Je pense qu’il y a là – peut-être Jean-Marie Paugam en parlera-t-il – la nécessité d’une mise en cohérence d’un système politique et juridique international faisant en sorte qu’aucune des règles de l’OMC, dans sa mission propre, ne puisse s’opposer à ce qui est défini par ailleurs, que ce soit en matière environnementale, en matière sociale, voire en matière d’éducation ou en matière de culture. Je dis culture parce que je pense à la récente convention qui a été négociée à l’UNESCO (1).
Il faudrait faire en sorte que rien, dans le système commercial multilatéral ne puisse s’opposer à la poursuite de politiques légitimes dès lors qu’elles ont été négociées et agréées par un certain nombre de pays.
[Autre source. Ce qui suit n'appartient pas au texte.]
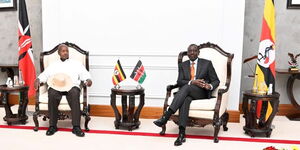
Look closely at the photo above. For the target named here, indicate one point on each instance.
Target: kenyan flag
(138, 74)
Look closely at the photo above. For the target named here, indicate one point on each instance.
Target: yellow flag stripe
(269, 111)
(260, 82)
(269, 15)
(115, 79)
(120, 72)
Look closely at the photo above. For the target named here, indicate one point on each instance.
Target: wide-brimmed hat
(60, 82)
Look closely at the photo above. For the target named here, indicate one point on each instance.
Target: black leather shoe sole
(179, 142)
(51, 131)
(158, 123)
(78, 133)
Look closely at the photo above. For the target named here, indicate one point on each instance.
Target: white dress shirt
(196, 67)
(72, 68)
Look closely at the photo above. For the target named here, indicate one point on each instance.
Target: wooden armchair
(213, 110)
(41, 105)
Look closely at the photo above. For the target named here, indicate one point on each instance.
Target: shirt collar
(195, 61)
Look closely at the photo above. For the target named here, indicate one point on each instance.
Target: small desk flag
(119, 74)
(138, 74)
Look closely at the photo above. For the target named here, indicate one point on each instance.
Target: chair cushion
(63, 107)
(200, 114)
(201, 104)
(43, 99)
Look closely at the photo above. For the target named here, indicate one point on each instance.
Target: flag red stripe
(28, 73)
(266, 32)
(272, 68)
(139, 73)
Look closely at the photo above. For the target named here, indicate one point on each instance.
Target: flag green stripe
(142, 78)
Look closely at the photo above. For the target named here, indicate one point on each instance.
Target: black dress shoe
(51, 130)
(163, 120)
(180, 139)
(78, 132)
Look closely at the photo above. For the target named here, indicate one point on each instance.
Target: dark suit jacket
(205, 70)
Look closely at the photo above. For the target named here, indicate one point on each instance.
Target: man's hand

Quand on dit : « un certain nombre », on peut rentrer dans une notion de masse critique… mais si on prend l’exemple des conventions de l’OIT, on ne peut pas imaginer que l’OMC supplée l’OIT dans la surveillance de l’application des normes sociales mais, d’un autre côté, l’OIT doit pouvoir imposer selon sa manière propre le respect de ces normes.

Cela pose, disons-le tout de suite, la question des rétorsions.

Vous avez parlé aussi des moyens de rétorsion proportionnés aux problèmes, proportionnés au pays concerné. Je crois que des évolutions possibles peuvent être envisagées.

D’abord au plan juridique : vous savez qu’à l’OMC –cette disposition existait déjà du temps du GATT – toute mesure décidée par le Conseil de sécurité des Nations Unies est en exception des règles commerciales multilatérales. Si le Conseil de sécurité décide de mettre un embargo sur un pays pour une raison donnée, l’OMC ne pourra contester cette règle.
Personnellement, je suggèrerais qu’on étende cette règle à un certain nombre de normes communément admises – qui, souvent, ont trait aux droits de l’homme (normes sociales ou environnementales) – à partir du moment où ces normes font l’objet d’un cadre international : ce que Pascal Lamy a appelé (avant qu’il rentre à l’OMC) les préférences collectives. La mise en œuvre de ces préférences collectives et leur application pourraient être également en exception des règles de l’OMC. En d’autres termes, il faudrait pouvoir imposer des rétorsions commerciales – pourquoi pas ? – à quelqu’un qui ne respecterait pas les normes sociales fondamentales sur le travail des enfants ou la liberté d’association, mais sans que ces mesures commerciales tombent dans le champ de compétences (ou de contestation) de l’OMC.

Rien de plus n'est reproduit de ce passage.